What is a Race Condition?

I’ve been posting a bit, lately, on debugging multi-threaded applications.  When talking about deadlocks, I mentioned that I was adding a Sleep statement to ensure that I hit the deadlock issue.  The reason that I needed to force the deadlock was that, depending on timing, the code could either work, or hang the application.  The example I was using was a classic “race condition”.  If Thread 2 completed before Thread 1 started, there would appear to be no bug.  However, if Thread 1 entered the lock statement first, the application would hang.

What is a race condition?
I mentioned earlier that the situation in my example was called a “race condition”.  What exactly does that mean?  Multi-threaded applications are very similar to sporting events such as sprints, marathons and stock car races.  As with these more traditional races, for any given event, any entrant can win.  In a marathon, if an unexpected entrant wins, it’s exciting.  In software, if an unexpected thread wins the race the results are typically unpleasant (application hangs, data corruption, etc) for users.

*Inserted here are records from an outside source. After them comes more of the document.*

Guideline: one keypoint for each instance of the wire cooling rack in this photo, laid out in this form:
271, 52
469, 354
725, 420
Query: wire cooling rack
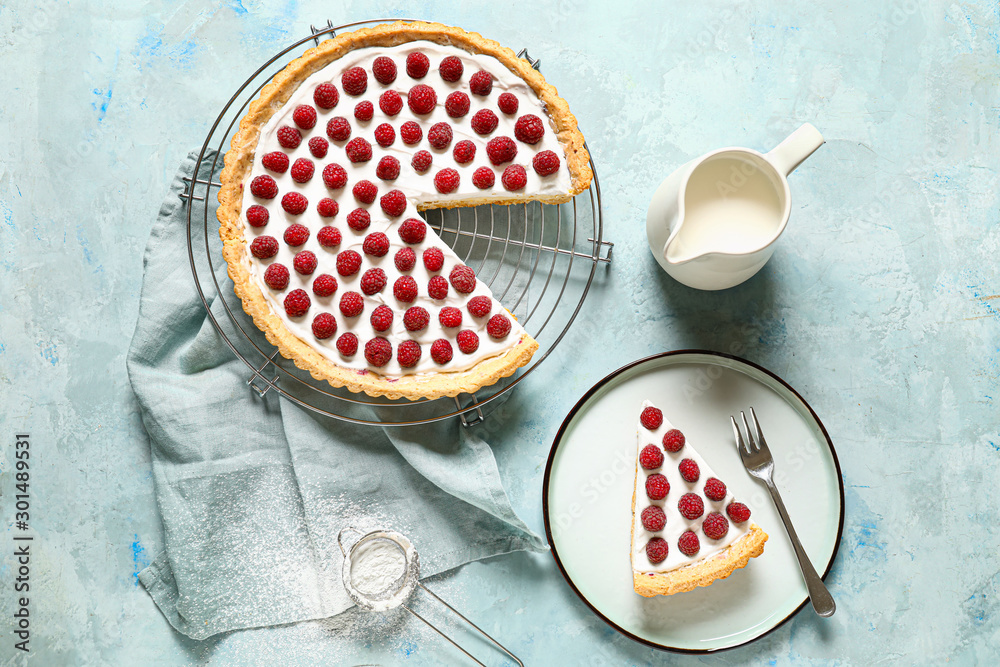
539, 260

It has been my experience that running multi-threaded applications on multiple processor machines tends to encounter race conditions more frequently.  On these systems multiple simultaneous application threads are not only possible, they are likely and in such an environment, race condition bugs have been, for me, much more likely to surface.

Debugging race conditions
How do you debug a race condition?  This is a difficult question to answer.  Whenever you make any change to the system such as: running on a different system, instrumenting the binary with diagnostic logging or running under the debugger, the timing characteristics of your application can be changed.  This change in the application’s timing can cause a different thread to win the race.  If we are lucky, this causes the bug to surface.  If we are not, this timing change can mask the problem.

What has worked for me has been to instrument my code (in debug builds) and run the debug build of my application (or component) under the debugger at all times while writing the code.  Whenever possible, I also recommend running on a debug build of the target platform.  Using the debugger to step through your code and setting breakpoints on the methods where thread safety is a requirement, you may be able to find the issue during development.

I have also found that reviewing my threading code with another developer to be a very useful strategy to find race conditions.  By walking through the code and explaining how it works, I have found that many issues, not just those related to threading, can be resolved before the code gets run.

Avoiding race conditions
By far, the best approach to handling race conditions is to code proactively.  If your library code could possibly be used in a multi-threaded application, use synchronization objects (locks, mutexes, ManualResetEvents, etc) to make the code thread safe.   Be sure to take care and perform only thread safety critical operations within these synchronization events to avoid deadlocks such as the example shown in my earlier post (where I used a ManualResetEvent within a lock statement).

Take care,
— DK

This posting is provided “AS IS” with no warranties, and confers no rights.

Comments (2)

  1. David says:

    Neat article – thanks! any advice for fixing a UI w/ a bunch of threading issues at the 11th hour w/o time to redesign?